I was pushing myself back to my feet when I noticed the paracord survival bracelet on my wrist. I wasn’t used to wearing it and had almost forgotten it was there!
“Thank you, Last Chance General Store!” I said, unraveling the bracelet as quickly as I could. “There should be just enough cord in here for us to lower ourselves down.”
I popped the clasp with the little compass into my pocket for safekeeping and went to work securing the paracord to the piton with a knot. I tied the other end to our remaining pack to turn it into a makeshift harness.

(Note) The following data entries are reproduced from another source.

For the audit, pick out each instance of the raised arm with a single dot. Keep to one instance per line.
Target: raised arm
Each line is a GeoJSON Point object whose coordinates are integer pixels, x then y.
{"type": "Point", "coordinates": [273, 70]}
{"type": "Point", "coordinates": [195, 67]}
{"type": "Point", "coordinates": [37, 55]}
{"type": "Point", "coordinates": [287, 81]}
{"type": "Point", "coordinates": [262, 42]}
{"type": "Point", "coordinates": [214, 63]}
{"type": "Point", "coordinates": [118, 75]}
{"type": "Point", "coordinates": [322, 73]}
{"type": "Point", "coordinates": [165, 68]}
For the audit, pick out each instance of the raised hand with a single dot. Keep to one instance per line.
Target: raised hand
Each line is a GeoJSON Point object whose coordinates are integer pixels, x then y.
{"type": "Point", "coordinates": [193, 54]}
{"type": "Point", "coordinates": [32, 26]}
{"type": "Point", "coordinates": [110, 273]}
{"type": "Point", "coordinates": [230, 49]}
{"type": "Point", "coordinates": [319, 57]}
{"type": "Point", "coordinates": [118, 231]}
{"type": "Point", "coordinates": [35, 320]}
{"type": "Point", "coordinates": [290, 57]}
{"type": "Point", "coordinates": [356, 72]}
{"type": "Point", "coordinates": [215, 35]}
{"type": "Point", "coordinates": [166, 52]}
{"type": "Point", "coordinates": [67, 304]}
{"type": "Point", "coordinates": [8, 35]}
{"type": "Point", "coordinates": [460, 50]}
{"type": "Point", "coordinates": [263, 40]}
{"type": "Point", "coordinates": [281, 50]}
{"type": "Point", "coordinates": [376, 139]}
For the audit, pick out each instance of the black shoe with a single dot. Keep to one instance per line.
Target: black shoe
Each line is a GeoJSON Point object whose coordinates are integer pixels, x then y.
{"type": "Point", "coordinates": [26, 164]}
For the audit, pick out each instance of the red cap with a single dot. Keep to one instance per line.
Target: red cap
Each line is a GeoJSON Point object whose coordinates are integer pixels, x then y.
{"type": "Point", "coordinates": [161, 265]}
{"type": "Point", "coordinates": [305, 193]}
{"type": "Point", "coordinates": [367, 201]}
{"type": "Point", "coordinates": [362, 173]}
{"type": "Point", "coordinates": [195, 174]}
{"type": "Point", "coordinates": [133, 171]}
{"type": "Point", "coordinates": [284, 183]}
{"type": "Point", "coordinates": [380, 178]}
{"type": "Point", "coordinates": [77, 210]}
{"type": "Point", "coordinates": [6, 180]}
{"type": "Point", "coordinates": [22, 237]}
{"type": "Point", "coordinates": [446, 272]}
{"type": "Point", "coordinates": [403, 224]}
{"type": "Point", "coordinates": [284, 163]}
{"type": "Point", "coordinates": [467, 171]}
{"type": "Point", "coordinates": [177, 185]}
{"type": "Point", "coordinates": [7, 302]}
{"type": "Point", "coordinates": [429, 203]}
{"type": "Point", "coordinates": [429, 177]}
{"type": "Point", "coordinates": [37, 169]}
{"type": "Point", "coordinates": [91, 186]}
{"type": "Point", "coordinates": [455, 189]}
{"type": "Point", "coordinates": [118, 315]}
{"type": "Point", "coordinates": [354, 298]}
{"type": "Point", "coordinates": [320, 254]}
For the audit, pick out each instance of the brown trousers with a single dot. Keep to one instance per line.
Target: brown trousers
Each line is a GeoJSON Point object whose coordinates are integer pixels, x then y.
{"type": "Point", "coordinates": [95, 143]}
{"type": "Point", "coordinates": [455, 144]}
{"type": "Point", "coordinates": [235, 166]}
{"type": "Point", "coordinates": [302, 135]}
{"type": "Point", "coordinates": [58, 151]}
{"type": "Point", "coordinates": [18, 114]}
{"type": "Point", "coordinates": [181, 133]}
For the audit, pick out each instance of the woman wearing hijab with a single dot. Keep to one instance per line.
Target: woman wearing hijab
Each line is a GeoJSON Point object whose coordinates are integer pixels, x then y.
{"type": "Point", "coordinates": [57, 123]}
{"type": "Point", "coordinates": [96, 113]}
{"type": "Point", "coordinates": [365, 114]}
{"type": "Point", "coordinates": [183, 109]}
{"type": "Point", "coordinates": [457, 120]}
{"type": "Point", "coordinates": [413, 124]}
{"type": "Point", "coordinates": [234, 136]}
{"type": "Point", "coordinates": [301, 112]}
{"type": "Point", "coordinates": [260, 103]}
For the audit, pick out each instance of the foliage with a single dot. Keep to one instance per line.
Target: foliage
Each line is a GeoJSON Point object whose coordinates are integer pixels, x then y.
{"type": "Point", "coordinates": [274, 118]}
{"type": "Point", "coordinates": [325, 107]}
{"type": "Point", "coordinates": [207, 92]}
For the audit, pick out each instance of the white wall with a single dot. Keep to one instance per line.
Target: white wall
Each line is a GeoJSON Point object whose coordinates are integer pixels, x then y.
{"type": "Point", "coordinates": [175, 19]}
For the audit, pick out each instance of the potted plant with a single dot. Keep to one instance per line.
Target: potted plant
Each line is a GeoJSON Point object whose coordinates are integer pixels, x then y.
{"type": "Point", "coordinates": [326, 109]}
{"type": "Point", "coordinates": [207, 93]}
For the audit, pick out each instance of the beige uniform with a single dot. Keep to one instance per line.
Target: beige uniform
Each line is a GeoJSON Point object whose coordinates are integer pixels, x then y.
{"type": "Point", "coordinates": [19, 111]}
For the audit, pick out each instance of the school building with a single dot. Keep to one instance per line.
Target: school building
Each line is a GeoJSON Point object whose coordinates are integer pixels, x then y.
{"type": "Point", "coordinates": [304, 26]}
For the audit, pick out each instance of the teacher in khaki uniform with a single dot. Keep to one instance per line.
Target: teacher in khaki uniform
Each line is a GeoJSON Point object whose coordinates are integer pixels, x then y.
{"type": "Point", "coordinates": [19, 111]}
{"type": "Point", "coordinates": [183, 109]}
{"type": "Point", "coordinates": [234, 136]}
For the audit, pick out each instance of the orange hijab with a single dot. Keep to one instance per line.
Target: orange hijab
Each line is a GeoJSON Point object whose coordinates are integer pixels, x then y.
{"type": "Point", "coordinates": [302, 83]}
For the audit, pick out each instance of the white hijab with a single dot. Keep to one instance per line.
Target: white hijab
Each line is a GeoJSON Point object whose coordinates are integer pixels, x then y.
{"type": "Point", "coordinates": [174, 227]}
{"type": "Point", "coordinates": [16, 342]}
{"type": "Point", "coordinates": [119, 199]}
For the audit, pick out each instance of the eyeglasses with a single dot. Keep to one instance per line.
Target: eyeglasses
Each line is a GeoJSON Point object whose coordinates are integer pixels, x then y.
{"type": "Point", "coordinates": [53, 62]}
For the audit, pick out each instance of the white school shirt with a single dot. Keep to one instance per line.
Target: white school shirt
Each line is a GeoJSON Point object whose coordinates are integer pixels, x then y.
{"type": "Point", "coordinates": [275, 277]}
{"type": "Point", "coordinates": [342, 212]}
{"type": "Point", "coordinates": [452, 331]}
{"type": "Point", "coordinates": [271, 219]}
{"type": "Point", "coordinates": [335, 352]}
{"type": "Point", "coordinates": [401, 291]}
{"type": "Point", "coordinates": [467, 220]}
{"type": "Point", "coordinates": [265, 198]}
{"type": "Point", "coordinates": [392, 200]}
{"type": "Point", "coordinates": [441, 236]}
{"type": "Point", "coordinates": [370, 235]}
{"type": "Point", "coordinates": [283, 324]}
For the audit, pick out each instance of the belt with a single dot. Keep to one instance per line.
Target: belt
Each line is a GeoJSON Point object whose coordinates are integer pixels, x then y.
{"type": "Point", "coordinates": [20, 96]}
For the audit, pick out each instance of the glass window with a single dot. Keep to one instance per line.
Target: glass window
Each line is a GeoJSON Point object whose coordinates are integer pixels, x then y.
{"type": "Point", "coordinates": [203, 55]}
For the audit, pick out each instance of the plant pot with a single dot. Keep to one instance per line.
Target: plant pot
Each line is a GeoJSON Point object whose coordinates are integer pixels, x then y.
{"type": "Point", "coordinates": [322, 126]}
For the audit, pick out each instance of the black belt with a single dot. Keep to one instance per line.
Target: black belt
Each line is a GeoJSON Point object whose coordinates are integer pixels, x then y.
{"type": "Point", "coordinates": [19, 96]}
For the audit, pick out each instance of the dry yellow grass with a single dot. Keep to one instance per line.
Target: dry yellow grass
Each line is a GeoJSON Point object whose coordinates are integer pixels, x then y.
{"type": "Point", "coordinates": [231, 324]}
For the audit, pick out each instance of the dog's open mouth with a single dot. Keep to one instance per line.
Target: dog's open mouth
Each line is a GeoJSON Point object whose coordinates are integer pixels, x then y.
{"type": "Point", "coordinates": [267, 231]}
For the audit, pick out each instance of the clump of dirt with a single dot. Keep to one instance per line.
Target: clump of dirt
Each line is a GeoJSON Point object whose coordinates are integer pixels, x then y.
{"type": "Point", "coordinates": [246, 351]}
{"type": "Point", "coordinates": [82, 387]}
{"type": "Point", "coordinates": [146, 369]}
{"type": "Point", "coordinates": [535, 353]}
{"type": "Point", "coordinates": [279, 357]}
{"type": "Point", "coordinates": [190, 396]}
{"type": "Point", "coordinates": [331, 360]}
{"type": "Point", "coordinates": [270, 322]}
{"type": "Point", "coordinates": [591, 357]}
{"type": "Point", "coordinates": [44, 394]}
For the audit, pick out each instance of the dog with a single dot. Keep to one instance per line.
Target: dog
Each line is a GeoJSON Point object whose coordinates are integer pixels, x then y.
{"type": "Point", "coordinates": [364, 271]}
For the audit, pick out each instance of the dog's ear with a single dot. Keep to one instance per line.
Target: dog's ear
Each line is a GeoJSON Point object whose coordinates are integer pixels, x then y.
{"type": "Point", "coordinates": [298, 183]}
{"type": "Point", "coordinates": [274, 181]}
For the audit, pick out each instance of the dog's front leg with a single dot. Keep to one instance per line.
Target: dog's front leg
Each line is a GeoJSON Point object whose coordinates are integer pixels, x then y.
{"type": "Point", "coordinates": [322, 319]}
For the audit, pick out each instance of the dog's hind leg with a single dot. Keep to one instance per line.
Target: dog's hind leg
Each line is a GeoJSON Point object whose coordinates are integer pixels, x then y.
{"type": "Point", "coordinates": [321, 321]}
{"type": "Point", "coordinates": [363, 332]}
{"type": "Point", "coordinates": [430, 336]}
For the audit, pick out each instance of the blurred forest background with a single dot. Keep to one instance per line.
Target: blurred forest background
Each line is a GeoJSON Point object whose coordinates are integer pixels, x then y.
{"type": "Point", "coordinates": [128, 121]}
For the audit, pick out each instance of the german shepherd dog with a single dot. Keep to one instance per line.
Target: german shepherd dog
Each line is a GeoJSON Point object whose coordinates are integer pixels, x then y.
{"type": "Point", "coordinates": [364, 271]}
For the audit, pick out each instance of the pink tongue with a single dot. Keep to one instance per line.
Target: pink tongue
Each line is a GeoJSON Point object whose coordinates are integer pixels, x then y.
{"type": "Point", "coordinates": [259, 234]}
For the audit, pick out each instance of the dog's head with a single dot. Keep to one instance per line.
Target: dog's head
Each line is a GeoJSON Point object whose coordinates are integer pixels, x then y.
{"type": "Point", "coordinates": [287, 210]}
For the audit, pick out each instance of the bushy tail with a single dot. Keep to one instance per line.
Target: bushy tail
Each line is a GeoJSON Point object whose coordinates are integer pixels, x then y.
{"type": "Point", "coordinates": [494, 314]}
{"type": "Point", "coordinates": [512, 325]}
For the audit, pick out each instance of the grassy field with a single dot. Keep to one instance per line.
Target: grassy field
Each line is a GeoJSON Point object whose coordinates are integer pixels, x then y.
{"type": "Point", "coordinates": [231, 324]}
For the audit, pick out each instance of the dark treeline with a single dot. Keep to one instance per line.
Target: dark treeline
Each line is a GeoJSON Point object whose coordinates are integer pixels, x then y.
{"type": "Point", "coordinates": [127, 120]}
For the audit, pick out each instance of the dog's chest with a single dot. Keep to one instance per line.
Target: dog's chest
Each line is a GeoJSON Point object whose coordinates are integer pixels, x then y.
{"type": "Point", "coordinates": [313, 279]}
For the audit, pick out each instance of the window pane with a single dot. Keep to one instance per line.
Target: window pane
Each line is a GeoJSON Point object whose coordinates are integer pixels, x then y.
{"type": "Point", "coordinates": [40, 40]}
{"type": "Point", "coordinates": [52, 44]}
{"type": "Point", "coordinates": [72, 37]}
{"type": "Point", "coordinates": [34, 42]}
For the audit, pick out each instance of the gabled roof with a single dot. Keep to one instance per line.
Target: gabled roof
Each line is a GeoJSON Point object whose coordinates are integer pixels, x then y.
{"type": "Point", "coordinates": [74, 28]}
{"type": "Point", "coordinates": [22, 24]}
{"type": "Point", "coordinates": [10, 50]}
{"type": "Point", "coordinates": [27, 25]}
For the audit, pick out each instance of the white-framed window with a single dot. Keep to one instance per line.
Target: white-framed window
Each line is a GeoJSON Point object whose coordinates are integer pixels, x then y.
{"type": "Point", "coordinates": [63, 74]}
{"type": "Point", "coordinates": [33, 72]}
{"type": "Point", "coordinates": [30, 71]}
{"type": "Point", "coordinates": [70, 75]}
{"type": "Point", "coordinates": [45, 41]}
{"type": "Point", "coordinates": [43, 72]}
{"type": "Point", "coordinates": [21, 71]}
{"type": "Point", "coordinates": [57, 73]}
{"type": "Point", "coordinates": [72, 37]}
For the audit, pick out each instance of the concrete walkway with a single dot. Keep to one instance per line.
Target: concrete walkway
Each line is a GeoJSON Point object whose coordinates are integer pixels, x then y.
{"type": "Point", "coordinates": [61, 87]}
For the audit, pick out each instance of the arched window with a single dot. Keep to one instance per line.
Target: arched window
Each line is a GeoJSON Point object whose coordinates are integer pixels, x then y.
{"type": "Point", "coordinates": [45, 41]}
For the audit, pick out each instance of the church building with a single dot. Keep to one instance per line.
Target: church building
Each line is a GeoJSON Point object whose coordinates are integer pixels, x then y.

Luckily, Frank and I had lots of experience tying knots over the years, because you never knew when a good knot might help you out of a bad spot. And we were in a bad spot for sure. I could hear Stinky coughing somewhere farther inside the cave, and the sound was growing closer. The smoke screen from Frank’s flare had slowed our pursuer down, but it hadn’t stopped them.
Normally a daring drop from a cliff face onto a narrow ledge ten feet below would require a bunch of safety gear. We wouldn’t have had time for it even if we’d had the gear. This was one of those absolute-last-resort, definitely-don’t-try-this-at-home-unless-there’s-a-real-life-gun-toting-villain-chasing-you-type situations. Why was it my bro and I seemed to get ourselves into so many of those? That was an unsolved mystery for another day. Just then it was time to drop off a cliff.